Lame Georges, who had his oxen sequestered, is, despite his misfortunes, one of the most prosperous peasants in the village. He limps because in his youth a retainer of Baron Garnier's twisted one of his feet while trying to extort money. Georges is really only forty-five years old, but to see his gray head, gnarled face, and bent back you would think him sixty. His wife Jeanne is four years younger than he, but looks as aged as her husband. "Old Jeanne," the children call her. The pair have been blessed with at least fifteen children, but four of these died in childbirth, and five more before they could grow up. The other six are, all but the youngest, married already and Jeanne has been a grandmother for several years.
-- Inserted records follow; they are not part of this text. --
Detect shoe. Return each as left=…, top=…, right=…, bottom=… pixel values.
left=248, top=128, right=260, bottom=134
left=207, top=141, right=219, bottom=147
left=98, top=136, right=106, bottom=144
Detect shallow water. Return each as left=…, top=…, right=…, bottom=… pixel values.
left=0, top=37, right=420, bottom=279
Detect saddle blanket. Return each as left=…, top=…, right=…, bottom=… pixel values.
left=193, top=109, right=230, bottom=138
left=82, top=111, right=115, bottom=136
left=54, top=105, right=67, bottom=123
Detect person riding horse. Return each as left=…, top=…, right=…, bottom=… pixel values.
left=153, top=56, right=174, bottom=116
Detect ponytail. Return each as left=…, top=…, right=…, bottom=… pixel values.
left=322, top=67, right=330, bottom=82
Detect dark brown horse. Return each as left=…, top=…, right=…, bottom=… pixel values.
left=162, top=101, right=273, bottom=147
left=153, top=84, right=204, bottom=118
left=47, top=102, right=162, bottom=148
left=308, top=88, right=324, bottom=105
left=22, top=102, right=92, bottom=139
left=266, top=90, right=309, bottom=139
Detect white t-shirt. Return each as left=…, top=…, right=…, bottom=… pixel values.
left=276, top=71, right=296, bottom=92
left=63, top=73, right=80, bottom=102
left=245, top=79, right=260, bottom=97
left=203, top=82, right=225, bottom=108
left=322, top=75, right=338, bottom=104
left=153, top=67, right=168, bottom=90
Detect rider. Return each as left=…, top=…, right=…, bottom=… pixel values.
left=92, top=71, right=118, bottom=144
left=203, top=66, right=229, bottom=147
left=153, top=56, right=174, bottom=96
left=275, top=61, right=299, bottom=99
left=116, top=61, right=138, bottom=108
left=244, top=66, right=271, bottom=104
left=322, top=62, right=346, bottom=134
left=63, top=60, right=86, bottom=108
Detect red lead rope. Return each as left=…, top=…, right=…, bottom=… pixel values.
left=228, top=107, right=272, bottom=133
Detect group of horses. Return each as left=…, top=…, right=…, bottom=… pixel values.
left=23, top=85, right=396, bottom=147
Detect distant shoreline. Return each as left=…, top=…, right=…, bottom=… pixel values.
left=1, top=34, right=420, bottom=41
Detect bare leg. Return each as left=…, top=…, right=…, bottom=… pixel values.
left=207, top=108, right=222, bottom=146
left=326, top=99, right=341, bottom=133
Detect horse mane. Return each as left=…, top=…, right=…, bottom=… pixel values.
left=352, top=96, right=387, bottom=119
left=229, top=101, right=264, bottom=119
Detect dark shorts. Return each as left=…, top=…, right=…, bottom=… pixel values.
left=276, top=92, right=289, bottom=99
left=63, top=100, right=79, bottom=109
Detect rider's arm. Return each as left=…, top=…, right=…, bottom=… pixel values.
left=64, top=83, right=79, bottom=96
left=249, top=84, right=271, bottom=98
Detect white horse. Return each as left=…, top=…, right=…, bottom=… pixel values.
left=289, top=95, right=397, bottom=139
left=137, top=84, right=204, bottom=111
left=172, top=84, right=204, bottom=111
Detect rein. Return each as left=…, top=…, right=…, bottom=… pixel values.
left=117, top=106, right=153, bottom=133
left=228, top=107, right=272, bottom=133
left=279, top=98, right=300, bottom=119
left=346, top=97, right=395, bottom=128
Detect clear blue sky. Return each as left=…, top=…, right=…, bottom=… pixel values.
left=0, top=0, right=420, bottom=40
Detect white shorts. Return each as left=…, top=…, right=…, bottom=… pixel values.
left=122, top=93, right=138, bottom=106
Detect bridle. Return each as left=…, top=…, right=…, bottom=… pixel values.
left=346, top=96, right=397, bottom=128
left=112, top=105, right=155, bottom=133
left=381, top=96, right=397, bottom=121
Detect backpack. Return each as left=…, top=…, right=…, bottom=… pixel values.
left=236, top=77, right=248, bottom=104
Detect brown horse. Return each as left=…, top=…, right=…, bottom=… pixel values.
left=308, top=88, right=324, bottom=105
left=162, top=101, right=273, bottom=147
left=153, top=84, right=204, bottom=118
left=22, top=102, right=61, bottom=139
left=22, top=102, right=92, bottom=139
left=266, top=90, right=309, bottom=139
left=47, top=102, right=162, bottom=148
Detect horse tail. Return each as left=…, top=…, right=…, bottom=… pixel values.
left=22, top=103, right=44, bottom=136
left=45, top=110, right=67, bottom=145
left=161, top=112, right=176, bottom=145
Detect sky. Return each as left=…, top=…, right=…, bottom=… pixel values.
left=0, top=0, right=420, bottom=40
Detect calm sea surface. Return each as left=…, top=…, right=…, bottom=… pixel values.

Georges' house stands near the center of the village. To reach it you pick your way down a lane usually deep in mud. In front of each fenced-in cottage there is an enormous dungheap, beloved by the hens and pigs, which roam about freely. Georges' one-story dwelling is an irregularly built, rambling structure of wood, wattles, and thatch, all of dirty brown. This "manse" stretches away in four parts. The rearmost contains the corn cribs, the next mows for hay and straw, then the cattle sheds; and nearest, and smallest, the house for the family.

A Peasant's House

Pushing back the heavy door, after lifting the wooden latch, one enters a single large room; the timbers and walls thereof are completely blackened by soot. There is really only one apartment. Here everything in the household life seems to go on. The floor is of earth pounded hard. Upon it are playing several very dirty, half-naked children, come over to visit "grandmother," and just now they are chasing two squealing little pigs under the great oak table near the center. One makes no account of a duck leading her goslings in at the door in hopes of scraps from the dinner. A hen is setting on eggs in a box near the great fireplace.

Jeanne has just kindled a lively fire of vine branches and dry billets. She is proud that her house contains many convenient articles not found with all the neighbors. By the fireplace is an iron pot hanger, a shovel, large fire tongs, a copper kettle, and a meat hook. Next to the fireplace is an oven, in case she does not wish to use that at the castle and yet will pay the baron's fee. On the other side of the fireplace is an enormous bed, piled with a real mountain of feather mattresses—we do not discuss their immunity from vermin. In this one bed a goodly fraction of Georges' entire family, male and female, old and young, have been able to sleep; of course, with their heads usually pointing in opposite directions. If a stranger chances to spend the night, it will be hospitable to ask him to make "one more" in that selfsame bed!

If the goodman takes us about his establishment we shall find that, in addition to various stools and benches, he owns a ladder, a mortar and pestle for braying corn, a mallet, some crudely shaped nails, a gimlet, a very imperfect saw, fishing lines, hooks, and a basket. He is fortunate enough also to own a plow, and, in addition, a scythe, an iron spade, a mattock, a pair of large shears, a handy knife, and a sharpening stone. He has replaced the stolen oxen with another pair and owns a two-wheeled wagon with a harness of thongs and ropes. Besides the oxen, there are three milch cows in his barn, and he has a hennery and pigpen. The place seems also to abound with long, lean cats, very wild, who gain a living by hunting the numerous rats and mice which lurk in the dense thatch of the roofs.